Growing one’s personal, experiential story into guidance is a self-directed task. I don’t think anyone else can help us make meaning of our experiences to the point of shaping a presentation into a package of guidance. To be clear, others can help widen our understanding of our experiences by clarifying or defining them, perhaps offering up new-to-us language describing them. We, the recipients of this, can accept what’s given as emotional salve or go further, expanding our guidance based on what meaning we make of the input.
For the mature patient advocate, as long as our participation is based on, asks for, and welcomes our perspectives and guidance, it’s fully legitimate. However, provision of stories in the absence of complete participation when participation is appropriate and desired is to allow pandering.
I understand that part of my intrinsic role and function as a patient advocate is to touch providers who both need and desire touching. I am wary if that is all that advocates are expected to do, or if that’s the extent to which a provider audience wants us to serve. I have grown beyond my story. Participation limited solely to storytelling is merely offering an audience a vicarious experience of living more fully through it. Making up for an absence in listeners’ own lives.
The potential trouble is that our stories are of pain and loss. Living through another’s story is thrilling; that’s why we love hearing them, reading them, or seeing them on stage or screen. Absent our full, fully matured participation, no matter how audiences might honor our presence and sharing, at some point the interaction becomes exploitative. Not by design, but by default.
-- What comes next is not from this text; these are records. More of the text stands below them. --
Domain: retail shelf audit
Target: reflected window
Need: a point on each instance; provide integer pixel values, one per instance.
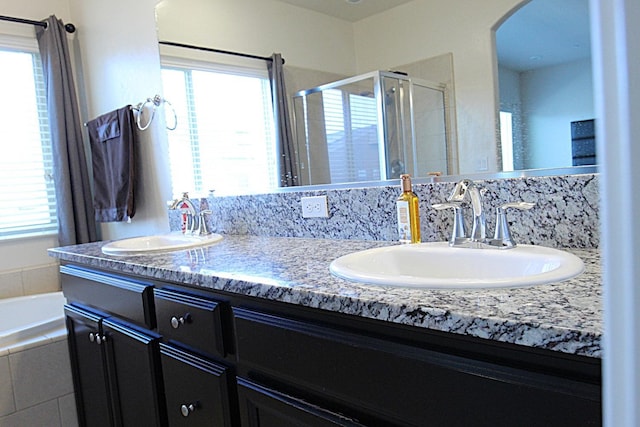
(350, 122)
(506, 140)
(225, 139)
(27, 194)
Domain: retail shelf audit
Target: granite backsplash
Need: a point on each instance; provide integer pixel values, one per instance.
(566, 213)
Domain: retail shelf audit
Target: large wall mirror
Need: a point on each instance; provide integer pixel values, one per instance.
(483, 54)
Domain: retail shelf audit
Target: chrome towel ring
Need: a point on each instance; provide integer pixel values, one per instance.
(155, 102)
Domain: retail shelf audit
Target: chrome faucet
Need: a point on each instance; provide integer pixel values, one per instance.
(188, 212)
(479, 223)
(478, 237)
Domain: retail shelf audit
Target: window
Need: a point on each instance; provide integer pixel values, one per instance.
(225, 138)
(506, 140)
(27, 195)
(351, 125)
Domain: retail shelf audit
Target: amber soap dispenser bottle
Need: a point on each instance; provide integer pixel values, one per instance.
(407, 207)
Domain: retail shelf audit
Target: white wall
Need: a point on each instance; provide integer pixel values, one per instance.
(305, 38)
(426, 28)
(415, 31)
(552, 98)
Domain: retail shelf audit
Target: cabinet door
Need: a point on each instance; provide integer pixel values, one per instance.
(196, 390)
(262, 407)
(190, 320)
(133, 372)
(88, 368)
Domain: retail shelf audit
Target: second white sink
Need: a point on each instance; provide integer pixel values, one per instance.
(436, 265)
(158, 243)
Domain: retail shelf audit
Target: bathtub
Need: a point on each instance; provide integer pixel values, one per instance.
(35, 372)
(29, 318)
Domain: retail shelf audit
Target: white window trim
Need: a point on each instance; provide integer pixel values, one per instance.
(11, 38)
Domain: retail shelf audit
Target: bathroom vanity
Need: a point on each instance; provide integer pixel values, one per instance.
(254, 331)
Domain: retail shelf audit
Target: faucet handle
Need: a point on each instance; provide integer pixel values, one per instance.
(458, 231)
(502, 234)
(203, 230)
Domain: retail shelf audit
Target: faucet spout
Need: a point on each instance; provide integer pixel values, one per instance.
(479, 223)
(188, 211)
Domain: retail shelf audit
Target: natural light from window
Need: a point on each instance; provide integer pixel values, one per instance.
(27, 199)
(506, 140)
(225, 138)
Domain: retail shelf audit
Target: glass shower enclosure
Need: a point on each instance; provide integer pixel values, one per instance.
(372, 127)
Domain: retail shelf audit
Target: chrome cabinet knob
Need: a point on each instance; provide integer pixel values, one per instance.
(187, 409)
(96, 338)
(176, 322)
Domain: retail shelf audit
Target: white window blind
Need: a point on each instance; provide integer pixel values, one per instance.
(27, 195)
(352, 140)
(225, 137)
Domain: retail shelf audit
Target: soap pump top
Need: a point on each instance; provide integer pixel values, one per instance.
(408, 212)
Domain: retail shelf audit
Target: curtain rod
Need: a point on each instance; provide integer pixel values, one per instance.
(69, 27)
(208, 49)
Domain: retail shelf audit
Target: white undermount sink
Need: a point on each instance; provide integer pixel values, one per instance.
(438, 266)
(158, 243)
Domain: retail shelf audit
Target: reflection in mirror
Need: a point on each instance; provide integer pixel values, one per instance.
(545, 84)
(374, 126)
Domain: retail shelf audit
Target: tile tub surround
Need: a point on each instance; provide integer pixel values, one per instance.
(566, 214)
(564, 317)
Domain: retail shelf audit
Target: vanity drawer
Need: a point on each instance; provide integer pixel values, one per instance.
(196, 390)
(404, 384)
(123, 297)
(190, 320)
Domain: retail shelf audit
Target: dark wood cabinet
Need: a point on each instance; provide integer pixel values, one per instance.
(151, 353)
(115, 371)
(263, 407)
(196, 389)
(89, 368)
(388, 382)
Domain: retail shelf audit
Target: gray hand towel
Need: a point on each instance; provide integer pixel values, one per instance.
(113, 137)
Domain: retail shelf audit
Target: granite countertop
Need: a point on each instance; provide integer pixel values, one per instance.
(564, 317)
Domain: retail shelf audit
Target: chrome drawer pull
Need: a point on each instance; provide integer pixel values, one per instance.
(177, 321)
(188, 409)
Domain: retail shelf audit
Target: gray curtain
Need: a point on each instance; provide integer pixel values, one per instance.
(287, 165)
(76, 223)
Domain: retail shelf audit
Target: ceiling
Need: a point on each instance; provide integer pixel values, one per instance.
(540, 34)
(352, 10)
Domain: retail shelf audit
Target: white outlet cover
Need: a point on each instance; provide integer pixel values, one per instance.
(315, 207)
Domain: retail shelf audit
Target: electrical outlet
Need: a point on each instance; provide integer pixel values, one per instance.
(315, 207)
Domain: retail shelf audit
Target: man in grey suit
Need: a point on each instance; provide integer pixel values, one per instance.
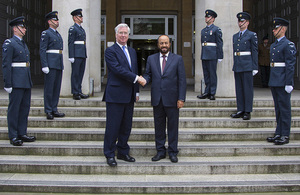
(168, 90)
(245, 51)
(211, 54)
(121, 91)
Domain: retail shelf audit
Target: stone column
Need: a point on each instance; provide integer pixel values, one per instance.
(91, 24)
(227, 21)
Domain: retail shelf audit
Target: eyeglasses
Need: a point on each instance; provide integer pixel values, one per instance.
(123, 33)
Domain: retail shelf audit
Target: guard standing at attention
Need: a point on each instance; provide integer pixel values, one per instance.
(77, 54)
(211, 54)
(51, 46)
(264, 61)
(17, 82)
(282, 62)
(245, 51)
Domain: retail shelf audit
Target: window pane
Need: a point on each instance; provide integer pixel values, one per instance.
(149, 26)
(171, 26)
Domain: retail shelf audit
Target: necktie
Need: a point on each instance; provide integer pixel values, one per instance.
(163, 63)
(124, 50)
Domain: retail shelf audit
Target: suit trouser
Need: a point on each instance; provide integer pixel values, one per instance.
(244, 90)
(118, 128)
(264, 75)
(52, 87)
(78, 68)
(18, 111)
(210, 75)
(282, 102)
(161, 115)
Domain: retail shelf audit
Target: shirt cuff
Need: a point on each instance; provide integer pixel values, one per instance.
(136, 78)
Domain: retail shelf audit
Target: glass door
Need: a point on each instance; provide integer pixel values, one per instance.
(144, 31)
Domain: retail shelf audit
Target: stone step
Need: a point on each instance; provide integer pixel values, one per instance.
(147, 134)
(133, 184)
(147, 148)
(144, 165)
(97, 102)
(148, 122)
(148, 112)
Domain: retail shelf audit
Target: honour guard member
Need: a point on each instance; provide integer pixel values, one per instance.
(211, 54)
(264, 61)
(51, 46)
(77, 54)
(282, 62)
(245, 51)
(17, 82)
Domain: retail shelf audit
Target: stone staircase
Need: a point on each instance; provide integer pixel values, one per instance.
(217, 154)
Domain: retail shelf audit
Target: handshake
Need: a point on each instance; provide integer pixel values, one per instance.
(142, 81)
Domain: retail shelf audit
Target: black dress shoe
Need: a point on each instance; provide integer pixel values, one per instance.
(173, 158)
(111, 162)
(16, 142)
(239, 114)
(282, 140)
(158, 157)
(272, 139)
(84, 96)
(212, 97)
(247, 116)
(26, 138)
(76, 97)
(49, 116)
(203, 96)
(58, 114)
(126, 158)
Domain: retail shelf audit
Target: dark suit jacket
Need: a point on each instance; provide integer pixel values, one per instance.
(171, 86)
(120, 77)
(76, 34)
(13, 50)
(51, 40)
(248, 42)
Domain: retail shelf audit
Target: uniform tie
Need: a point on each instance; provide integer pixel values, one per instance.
(163, 63)
(124, 50)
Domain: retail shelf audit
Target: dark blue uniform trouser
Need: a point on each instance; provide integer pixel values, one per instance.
(244, 91)
(78, 68)
(282, 102)
(118, 128)
(161, 115)
(210, 75)
(18, 111)
(52, 87)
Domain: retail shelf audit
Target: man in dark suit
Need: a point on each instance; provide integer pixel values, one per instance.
(77, 54)
(283, 59)
(120, 94)
(17, 82)
(211, 54)
(168, 90)
(245, 51)
(51, 46)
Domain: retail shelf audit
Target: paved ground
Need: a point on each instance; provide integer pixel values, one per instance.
(259, 93)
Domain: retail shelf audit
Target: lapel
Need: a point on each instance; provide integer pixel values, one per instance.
(158, 63)
(244, 34)
(280, 42)
(169, 60)
(18, 41)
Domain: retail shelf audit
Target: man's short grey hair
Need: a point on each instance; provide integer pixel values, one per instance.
(122, 25)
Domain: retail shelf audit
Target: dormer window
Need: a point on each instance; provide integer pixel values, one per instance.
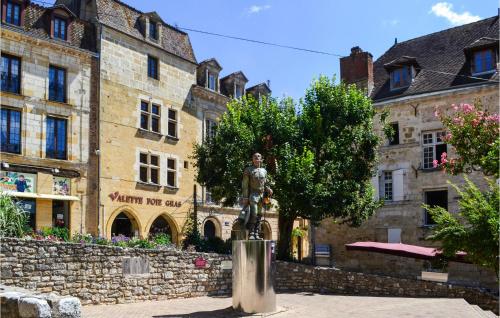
(238, 91)
(211, 81)
(153, 30)
(13, 13)
(60, 28)
(483, 61)
(401, 77)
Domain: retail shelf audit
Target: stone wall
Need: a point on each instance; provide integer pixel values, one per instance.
(299, 277)
(95, 274)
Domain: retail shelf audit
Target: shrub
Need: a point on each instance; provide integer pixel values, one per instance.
(13, 219)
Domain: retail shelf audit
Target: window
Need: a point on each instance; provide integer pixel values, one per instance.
(153, 30)
(171, 173)
(13, 13)
(433, 199)
(57, 84)
(211, 82)
(387, 185)
(394, 139)
(149, 171)
(433, 147)
(210, 129)
(152, 67)
(150, 117)
(483, 61)
(56, 138)
(60, 28)
(172, 123)
(401, 77)
(11, 130)
(11, 74)
(238, 91)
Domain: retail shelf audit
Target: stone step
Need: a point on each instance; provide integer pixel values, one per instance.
(483, 313)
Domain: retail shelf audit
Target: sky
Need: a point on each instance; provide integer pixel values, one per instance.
(325, 25)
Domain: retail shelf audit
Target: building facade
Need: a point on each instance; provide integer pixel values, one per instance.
(46, 97)
(412, 80)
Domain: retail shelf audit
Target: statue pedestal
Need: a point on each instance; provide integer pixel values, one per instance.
(253, 276)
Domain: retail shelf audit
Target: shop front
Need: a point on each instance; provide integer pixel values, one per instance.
(44, 197)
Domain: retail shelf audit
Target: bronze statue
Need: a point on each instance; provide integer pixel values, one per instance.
(256, 195)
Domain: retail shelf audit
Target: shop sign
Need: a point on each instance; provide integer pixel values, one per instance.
(61, 186)
(17, 181)
(116, 196)
(200, 262)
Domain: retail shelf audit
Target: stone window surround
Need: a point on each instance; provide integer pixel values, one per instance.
(163, 157)
(22, 13)
(432, 144)
(163, 116)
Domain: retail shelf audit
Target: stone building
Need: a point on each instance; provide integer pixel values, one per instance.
(411, 80)
(210, 96)
(48, 61)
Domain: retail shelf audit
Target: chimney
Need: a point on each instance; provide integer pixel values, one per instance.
(357, 68)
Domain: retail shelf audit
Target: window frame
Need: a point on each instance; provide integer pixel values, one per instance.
(474, 71)
(387, 180)
(154, 70)
(53, 155)
(5, 17)
(436, 135)
(153, 25)
(174, 122)
(59, 35)
(56, 80)
(401, 84)
(395, 139)
(170, 171)
(10, 57)
(8, 125)
(150, 116)
(149, 166)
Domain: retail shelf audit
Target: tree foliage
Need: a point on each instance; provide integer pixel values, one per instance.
(320, 160)
(474, 135)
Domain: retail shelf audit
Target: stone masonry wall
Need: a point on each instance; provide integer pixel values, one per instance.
(97, 274)
(299, 277)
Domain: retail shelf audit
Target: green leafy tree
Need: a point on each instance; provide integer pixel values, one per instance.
(320, 160)
(13, 219)
(474, 135)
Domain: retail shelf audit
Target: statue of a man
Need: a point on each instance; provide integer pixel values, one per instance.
(256, 194)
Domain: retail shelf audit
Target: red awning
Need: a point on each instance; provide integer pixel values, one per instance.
(400, 250)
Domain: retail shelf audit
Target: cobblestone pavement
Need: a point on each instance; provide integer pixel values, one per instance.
(292, 305)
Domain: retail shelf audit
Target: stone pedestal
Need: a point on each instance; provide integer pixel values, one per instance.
(253, 276)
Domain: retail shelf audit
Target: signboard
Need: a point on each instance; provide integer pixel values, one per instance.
(17, 181)
(61, 186)
(200, 262)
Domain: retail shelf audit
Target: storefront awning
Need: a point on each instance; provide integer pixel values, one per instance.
(42, 196)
As an advocate both propelled by my story (experiences) and with learnings to impart (meaning), I must carefully weigh if and when to share my story only as a story. Here’s one example of why: A Denver metro area business newspaper did an end-of-life reform story. They found and contacted me, as it turned out, solely for my story. Despite knowing I had authored an initiative and a book, and despite my inclusion during the interview process of many of my meanings and hard-won learning regarding how we approach and mange end of life (none of which were included in the article), I alone among all interviewees did not receive a business sidebar with a business summary, product offering mention, and contact links. I felt used; the harmed, albeit eloquent citizen, set off as a foil against which medical professionals could offer their expert solutions. My expertise was ignored completely. And this was a *business* journal. This experience, of course, taught me something about how to approach media interviews.
So patient advocates/activists ought to be aware of our roles regarding storytelling. If the impetus for stories and storytelling is phase one in a multiphase plan to fully integrate patient advocates with hard-won expertise into provider-public discourse and institutional alignment toward patient-family safety,, it would be helpful to know that (at which point we might debate, whether or not the time for phases has passed). If the impetus for storytelling is solely to touch with the hope of stirring the listeners’ awakened humanity, advocates in the committed volitional stage ought to know. And, the distinction I’ve pointed out must be top of mind for those who desire us to address their various audiences.